C’est une véritable contradiction. Un paradoxe qui peut, par exemple, amener les mêmes parents à refuser que leur enfant apparaisse dans le journal scolaire en train de faire une sortie avec l’école, alors qu’ils diffusent régulièrement des photos bien moins neutres sur le blog familial.

Cette dichotomie est difficilement explicable. Il s’y mêle certainement des enjeux sur la valeur financière ou morale de l’image, ainsi que des craintes quant à et son utilisation. En publiant des images soi-même sur internet, certains peuvent avoir une impression de maîtrise, qui pourtant est fausse, car toute image publiée sur la toile est susceptible d’échapper à son auteur. A contrario, si quelqu’un d’autre, ne relevant pas de son environnement direct, publie des images, il peut s’insinuer un sentiment de danger, d’instrumentalisation et de manipulation, même si le cadre de publication est clairement établi avec une déontologie et des objectifs précis.

Cette inquiétude interroge sur le regard porté au collectif, qui est de plus en plus souvent considéré comme inquiétant en opposition au cercle familial sensé être protecteur. Une baisse du rapport de confiance, que l’on retrouve souvent dans d’autres domaines que ceux liés à la publication de l’image et en particulier dans celui de la sécurité.
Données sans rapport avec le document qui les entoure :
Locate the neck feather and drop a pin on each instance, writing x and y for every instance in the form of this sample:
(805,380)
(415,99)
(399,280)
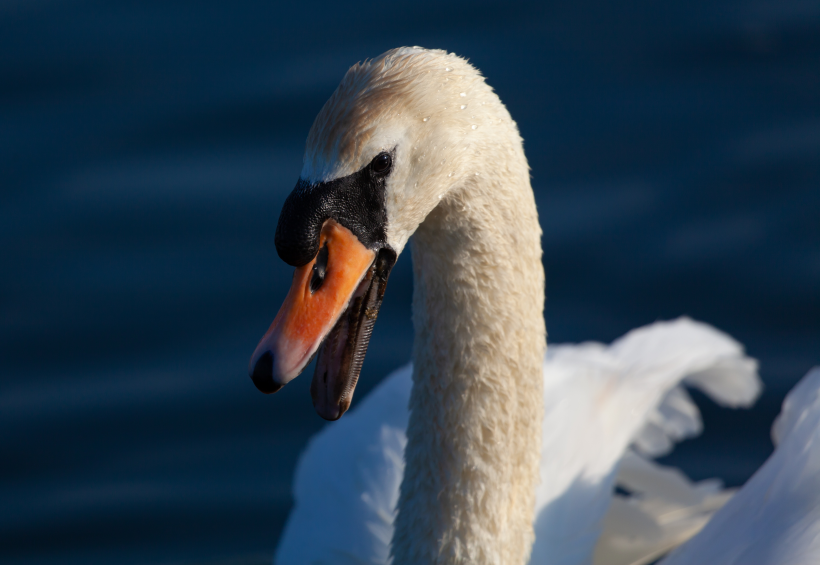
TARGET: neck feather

Statistiquement, le pourcentage d’accidents concernant des enfants dans leur cadre familial est bien plus élevé qu’il ne l’est en collectivité, pourtant beaucoup de gens ont tendance à considérer le collectif comme plus dangereux.

Des contradictions étonnantes, face auxquelles, il est essentiel de rappeler que la collectivité et le rapport à l’autre jouent un rôle majeur dans l’éducation.